In 2005, WSU researchers from the College of Engineering and Architecture and the College of Education established the Engineering Education Research Center to facilitate research enabling innovation and effectiveness in engineering education. Led by Denny Davis, professor in the Voiland School, the research center has led and encouraged engineering education research that now is one of the larger research thrusts at WSU.

Voiland school researchers were also leaders in establishing the first-ever research experience program for junior high school and high school teachers in the United States. The SWEET (Summer at WSU Engineering Experiences for Teachers) program, which was initiated by three faculty from the Voiland School (Jim Petersen, Bill Thomson and Richard Zollars) and has subsequently been established at a national level, introduces teachers to engineering and helps them develop learning modules that they can bring back into their classrooms.

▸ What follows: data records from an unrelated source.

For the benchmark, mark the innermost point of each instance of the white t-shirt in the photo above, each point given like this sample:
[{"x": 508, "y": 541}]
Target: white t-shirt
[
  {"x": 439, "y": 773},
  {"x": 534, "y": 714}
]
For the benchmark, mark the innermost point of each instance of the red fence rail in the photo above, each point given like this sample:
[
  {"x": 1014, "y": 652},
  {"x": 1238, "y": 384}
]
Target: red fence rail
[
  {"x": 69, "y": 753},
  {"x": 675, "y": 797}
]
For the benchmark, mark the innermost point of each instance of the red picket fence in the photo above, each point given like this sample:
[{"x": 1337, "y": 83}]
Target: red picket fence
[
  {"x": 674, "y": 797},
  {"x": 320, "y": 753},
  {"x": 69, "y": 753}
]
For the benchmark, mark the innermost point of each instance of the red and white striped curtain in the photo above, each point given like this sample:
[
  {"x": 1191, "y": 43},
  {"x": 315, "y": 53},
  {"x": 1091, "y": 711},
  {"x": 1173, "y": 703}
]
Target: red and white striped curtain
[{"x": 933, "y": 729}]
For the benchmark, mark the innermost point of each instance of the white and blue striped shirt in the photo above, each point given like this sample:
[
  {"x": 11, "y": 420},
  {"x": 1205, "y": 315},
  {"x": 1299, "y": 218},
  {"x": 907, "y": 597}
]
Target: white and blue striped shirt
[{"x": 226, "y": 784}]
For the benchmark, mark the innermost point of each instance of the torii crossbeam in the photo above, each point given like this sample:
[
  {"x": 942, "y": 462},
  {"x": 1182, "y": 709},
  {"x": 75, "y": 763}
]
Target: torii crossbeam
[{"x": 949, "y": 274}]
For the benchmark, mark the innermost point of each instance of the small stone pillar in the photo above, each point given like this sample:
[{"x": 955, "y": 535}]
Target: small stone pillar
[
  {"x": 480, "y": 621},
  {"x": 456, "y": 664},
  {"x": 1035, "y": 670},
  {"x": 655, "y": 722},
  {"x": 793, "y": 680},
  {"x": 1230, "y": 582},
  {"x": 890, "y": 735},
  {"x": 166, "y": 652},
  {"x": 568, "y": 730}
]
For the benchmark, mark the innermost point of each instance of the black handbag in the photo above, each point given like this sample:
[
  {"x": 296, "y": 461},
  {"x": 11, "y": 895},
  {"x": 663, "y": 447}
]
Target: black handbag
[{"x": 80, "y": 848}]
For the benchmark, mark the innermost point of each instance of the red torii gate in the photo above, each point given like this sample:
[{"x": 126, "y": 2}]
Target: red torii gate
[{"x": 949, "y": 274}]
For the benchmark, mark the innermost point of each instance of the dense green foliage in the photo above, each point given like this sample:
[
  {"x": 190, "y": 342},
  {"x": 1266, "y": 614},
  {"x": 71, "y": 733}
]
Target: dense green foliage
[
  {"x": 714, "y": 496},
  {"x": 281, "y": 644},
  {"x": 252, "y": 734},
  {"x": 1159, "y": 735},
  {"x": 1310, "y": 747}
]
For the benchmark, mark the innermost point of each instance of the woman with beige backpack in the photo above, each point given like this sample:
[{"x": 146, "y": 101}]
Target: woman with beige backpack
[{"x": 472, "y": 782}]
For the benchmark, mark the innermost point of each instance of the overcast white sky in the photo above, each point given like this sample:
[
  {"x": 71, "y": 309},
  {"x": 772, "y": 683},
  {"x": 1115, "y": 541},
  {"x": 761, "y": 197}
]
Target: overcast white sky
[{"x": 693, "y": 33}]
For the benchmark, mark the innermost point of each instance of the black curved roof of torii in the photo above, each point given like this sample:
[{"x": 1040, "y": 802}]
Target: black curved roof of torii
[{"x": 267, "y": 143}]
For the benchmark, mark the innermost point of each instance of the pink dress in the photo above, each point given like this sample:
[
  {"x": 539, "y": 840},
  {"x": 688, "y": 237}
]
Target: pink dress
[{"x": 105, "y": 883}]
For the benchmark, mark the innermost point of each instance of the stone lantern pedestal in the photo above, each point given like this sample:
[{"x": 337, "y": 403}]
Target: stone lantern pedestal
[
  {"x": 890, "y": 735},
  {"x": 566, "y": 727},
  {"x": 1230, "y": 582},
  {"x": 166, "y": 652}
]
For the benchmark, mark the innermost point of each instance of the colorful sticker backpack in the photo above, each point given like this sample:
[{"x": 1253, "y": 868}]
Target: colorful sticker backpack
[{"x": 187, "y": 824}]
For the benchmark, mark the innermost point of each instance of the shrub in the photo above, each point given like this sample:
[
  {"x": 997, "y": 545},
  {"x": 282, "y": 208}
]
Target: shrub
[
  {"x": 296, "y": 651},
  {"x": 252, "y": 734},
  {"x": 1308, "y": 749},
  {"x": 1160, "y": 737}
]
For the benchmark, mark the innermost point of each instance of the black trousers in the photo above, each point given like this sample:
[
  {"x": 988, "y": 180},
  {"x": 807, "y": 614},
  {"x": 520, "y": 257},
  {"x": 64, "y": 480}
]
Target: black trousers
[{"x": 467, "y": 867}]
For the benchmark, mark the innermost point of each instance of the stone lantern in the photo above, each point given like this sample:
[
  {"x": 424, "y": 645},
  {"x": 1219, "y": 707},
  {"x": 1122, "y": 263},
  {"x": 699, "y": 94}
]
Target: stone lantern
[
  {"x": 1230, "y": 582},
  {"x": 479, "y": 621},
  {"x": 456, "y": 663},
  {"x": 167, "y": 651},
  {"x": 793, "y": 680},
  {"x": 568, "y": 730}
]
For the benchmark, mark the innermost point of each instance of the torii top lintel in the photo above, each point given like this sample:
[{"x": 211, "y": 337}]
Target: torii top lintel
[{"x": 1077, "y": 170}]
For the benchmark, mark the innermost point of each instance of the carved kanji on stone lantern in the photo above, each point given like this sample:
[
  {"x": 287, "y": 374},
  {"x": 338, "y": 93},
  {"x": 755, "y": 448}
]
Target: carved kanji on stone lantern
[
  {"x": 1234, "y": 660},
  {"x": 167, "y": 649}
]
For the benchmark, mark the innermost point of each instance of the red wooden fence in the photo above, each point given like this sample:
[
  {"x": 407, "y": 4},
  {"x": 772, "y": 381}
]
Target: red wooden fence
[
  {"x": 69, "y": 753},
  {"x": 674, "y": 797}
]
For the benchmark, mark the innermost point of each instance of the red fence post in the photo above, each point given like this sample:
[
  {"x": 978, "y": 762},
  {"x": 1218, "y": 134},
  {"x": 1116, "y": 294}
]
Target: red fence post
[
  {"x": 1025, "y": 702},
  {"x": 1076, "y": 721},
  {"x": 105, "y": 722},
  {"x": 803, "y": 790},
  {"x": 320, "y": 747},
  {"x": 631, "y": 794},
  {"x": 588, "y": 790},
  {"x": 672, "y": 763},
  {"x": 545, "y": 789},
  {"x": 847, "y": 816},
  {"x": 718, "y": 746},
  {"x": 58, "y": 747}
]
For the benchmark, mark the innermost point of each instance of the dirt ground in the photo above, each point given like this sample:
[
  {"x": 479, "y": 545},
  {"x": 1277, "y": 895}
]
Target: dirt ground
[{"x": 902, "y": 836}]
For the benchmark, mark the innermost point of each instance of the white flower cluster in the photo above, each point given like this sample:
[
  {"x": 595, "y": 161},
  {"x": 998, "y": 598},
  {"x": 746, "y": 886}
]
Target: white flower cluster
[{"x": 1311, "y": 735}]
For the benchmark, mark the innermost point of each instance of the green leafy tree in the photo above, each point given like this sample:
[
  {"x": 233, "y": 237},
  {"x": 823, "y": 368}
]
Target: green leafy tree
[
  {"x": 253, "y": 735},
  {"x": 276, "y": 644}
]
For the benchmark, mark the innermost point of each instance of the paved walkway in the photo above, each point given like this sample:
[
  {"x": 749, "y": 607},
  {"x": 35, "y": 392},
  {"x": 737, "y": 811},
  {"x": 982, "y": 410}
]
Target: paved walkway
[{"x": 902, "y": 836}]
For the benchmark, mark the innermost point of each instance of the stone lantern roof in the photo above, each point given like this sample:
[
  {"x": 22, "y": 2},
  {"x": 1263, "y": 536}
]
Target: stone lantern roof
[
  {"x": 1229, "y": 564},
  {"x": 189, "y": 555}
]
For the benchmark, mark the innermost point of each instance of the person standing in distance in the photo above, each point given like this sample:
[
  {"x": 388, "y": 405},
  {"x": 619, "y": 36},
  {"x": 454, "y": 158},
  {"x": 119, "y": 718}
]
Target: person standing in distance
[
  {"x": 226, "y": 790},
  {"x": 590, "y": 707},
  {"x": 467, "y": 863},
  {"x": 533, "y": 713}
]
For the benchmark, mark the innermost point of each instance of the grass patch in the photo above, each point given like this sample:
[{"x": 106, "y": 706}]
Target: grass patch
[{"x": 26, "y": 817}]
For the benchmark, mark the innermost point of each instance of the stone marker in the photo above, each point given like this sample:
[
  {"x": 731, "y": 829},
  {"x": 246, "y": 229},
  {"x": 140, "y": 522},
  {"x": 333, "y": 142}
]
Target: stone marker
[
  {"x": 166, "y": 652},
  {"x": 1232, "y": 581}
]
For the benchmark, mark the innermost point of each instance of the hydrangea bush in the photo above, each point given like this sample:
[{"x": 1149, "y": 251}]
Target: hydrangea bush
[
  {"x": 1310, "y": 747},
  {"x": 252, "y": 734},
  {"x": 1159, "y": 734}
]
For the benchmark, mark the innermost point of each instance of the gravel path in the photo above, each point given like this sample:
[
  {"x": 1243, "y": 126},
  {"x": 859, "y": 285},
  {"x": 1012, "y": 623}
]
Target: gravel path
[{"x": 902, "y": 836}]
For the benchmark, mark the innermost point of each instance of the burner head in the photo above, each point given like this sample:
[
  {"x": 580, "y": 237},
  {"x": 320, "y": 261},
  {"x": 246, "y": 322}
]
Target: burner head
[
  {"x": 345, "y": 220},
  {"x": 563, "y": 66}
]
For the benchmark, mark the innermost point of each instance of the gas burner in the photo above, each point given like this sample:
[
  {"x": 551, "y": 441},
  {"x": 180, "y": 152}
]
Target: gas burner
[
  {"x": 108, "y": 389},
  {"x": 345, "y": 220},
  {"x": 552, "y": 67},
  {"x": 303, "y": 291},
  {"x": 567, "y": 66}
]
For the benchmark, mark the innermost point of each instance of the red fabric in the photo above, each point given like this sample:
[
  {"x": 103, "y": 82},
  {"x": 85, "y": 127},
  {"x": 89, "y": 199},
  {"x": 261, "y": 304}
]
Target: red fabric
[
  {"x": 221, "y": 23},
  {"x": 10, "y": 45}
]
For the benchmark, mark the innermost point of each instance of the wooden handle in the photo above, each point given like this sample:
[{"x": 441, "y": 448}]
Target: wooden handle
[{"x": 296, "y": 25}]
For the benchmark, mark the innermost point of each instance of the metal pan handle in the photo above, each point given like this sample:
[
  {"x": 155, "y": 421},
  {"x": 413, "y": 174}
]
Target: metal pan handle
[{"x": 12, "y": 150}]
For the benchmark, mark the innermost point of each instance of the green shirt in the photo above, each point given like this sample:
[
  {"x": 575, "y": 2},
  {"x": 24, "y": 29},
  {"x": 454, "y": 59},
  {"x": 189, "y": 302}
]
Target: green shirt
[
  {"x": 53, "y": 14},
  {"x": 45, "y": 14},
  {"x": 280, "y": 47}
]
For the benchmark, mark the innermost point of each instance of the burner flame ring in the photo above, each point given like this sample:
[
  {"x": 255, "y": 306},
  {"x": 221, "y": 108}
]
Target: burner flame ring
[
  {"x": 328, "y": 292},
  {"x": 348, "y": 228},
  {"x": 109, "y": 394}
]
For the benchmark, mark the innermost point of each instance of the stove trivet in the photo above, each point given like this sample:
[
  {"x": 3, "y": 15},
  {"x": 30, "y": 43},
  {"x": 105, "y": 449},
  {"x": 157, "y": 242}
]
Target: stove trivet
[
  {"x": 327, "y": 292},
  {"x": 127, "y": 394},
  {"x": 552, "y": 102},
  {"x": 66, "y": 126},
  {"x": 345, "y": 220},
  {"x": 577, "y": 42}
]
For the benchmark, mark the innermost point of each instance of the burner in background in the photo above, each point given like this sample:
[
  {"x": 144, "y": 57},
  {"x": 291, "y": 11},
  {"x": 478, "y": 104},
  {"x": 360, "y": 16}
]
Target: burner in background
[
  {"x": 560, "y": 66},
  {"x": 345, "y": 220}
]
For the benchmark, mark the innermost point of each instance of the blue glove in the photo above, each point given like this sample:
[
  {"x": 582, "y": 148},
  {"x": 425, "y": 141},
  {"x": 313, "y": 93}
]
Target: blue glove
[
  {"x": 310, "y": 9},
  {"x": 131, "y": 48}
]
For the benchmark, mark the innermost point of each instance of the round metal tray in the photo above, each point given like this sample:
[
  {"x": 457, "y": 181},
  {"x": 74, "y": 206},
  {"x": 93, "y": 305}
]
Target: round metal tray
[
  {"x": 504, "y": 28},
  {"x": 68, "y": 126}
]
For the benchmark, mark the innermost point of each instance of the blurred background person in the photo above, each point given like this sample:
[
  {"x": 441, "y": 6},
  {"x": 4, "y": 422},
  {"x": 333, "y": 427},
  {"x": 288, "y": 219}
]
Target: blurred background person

In 2010, three Voiland School researchers received support for the following engineering education NSF TUES funded projects:

• Multi-Disciplinary Project-Based Paradigm that Uses Hands-on Desktop Learning Modules and Modern Learning Pedagogies. Led by Bernard Van Wie, professor in the Voiland School, this $600,000 project expands on an earlier project that developed a prototype desktop learning module (DLM). The DLM is a desktop apparatus with multiple, easily interchangeable cartridges that can be reconfigured to perform a variety of experiments. This apparatus is being used in classrooms for implementing better teaching practices and demonstrating basic concepts in fluid mechanics and heat transfer.
• Appraisal System for Superior Engineering Education Evaluation-instrument Sharing and Scholarship (ASSESS). Led by Denny Davis, professor in the Voiland School, the purpose of this $600,000 project is to create a web-based library of proven engineering education evaluation instruments to help build evaluation capacity for the engineering education community.
• Exploring Studio-Based Learning in Chemical Engineering Education. Led by Richard Zollars, professor in the Voiland School, this $600,000 project builds on a previously developed scaffolded software environment called ChemProV (Chemical Process Visualizer). ChemProV presents chemical engineering students with dynamically-generated feedback on the syntactic and semantic correctness of their evolving process flow diagrams and sets of equations, guiding them toward correct solutions.

In addition to these projects in engineering education, Shane Brown, assistant professor in the Department of Civil and Environmental Engineering, also received a $400,000 National Science Foundation CAREER grant for a four-year project to better understand how practicing civil engineers gain understanding of engineering concepts. He hopes to develop a model of engineering thinking about these concepts and to create improved curricular materials based on this research.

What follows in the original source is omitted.